Structural Biology |
Crystal structure of DNA gyrase B' domain sheds lights on the mechanism for T-segment navigation
1National Laboratory of Biomacromolecules, Institute of Biophysics, Chinese Academy of Sciences, Beijing 100101, 2Graduate University of Chinese Academy of Sciences, Beijing 100039, 3State Key Laboratory of Virology, Wuhan Institute of Virology, Chinese Academy of Sciences, Wuhan 430071, People's Republic of China and 4Center of Structural Biochemistry, Department of Biosciences and Nutrition, Karolinska Institutet, NOVUM 141 57 Huddinge, Sweden
*To whom correspondence should be addressed. Tel/Fax: +86 10 64888464; Email: blj{at}sun5.ibp.ac.cn Correspondence may also be addressed to Da-Cheng Wang. Tel: +86 10 64888547; Fax: +86 10 64888560; Email: dcwang{at}ibp.ac.cn
Received April 7, 2009. Revised June 15, 2009. Accepted June 25, 2009.

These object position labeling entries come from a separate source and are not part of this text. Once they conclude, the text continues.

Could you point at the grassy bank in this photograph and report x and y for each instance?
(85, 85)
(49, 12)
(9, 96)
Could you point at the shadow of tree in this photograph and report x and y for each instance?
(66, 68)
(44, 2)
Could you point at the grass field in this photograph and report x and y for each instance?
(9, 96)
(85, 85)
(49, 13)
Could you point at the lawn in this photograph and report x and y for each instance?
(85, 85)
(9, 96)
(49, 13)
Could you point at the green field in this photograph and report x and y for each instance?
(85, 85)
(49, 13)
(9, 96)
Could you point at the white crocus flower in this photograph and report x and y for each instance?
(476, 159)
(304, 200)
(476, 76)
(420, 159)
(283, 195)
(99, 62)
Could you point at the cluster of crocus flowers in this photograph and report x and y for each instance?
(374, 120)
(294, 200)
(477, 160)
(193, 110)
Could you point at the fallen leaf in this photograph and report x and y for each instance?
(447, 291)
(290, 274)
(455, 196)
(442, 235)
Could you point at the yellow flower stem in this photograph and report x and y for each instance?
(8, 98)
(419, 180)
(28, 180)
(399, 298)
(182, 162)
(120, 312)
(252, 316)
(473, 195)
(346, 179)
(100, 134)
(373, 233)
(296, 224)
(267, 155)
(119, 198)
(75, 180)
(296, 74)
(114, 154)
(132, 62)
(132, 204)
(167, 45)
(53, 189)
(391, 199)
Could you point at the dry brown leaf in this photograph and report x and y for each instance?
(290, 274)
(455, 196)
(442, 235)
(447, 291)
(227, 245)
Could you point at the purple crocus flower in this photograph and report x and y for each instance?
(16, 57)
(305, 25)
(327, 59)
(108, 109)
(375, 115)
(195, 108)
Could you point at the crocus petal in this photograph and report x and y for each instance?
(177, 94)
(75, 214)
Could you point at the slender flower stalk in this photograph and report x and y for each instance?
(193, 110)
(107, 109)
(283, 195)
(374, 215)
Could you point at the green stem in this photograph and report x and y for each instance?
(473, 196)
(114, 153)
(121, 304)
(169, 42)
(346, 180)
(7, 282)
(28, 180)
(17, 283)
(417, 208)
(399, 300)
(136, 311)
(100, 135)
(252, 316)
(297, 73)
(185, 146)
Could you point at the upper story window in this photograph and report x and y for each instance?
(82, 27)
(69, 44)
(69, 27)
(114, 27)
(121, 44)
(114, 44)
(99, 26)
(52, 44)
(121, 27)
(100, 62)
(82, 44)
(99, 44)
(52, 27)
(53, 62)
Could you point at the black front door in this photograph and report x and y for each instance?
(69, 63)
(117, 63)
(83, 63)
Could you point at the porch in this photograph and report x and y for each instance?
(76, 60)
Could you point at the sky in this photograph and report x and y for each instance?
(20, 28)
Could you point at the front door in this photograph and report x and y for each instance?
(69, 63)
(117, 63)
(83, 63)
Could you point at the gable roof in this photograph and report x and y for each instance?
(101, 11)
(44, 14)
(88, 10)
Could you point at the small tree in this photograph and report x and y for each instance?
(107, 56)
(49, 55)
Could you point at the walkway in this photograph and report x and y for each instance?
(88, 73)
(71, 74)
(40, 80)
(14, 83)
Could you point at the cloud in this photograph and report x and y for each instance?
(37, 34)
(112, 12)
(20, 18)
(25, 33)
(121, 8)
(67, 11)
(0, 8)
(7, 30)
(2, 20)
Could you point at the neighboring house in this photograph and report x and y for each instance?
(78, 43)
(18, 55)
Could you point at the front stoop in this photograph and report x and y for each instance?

DNA gyrase is an indispensible marvelous molecular machine in manipulating the DNA topology for the prokaryotes. In the two-gate mechanism of DNA topoisomerase, T-segment navigation from N- to DNA-gate is a critical step, but the structural basis supporting this scheme is unclear. The crystal structure of DNA gyrase B' subfragment from Mycobacterium tuberculosis reveals an intrinsic homodimer. The two subunits, each consisting of a Tail and a Toprim domain, are tightly packed one another to form a crab-like organization never observed previously from yeast topo II. Structural comparisons show two orientational alterations of the Tail domain, which may be dominated by a 43-residue peptide at the B' module C-terminus. A highly conserved pentapeptide mediates large-scale intrasubunit conformational change as a hinge point. Mutational studies highlight the significant roles of a negatively charge cluster on a groove at dimer interface. On the basis of structural analysis and mutation experiments, a sluice-like model for T-segment transport is proposed.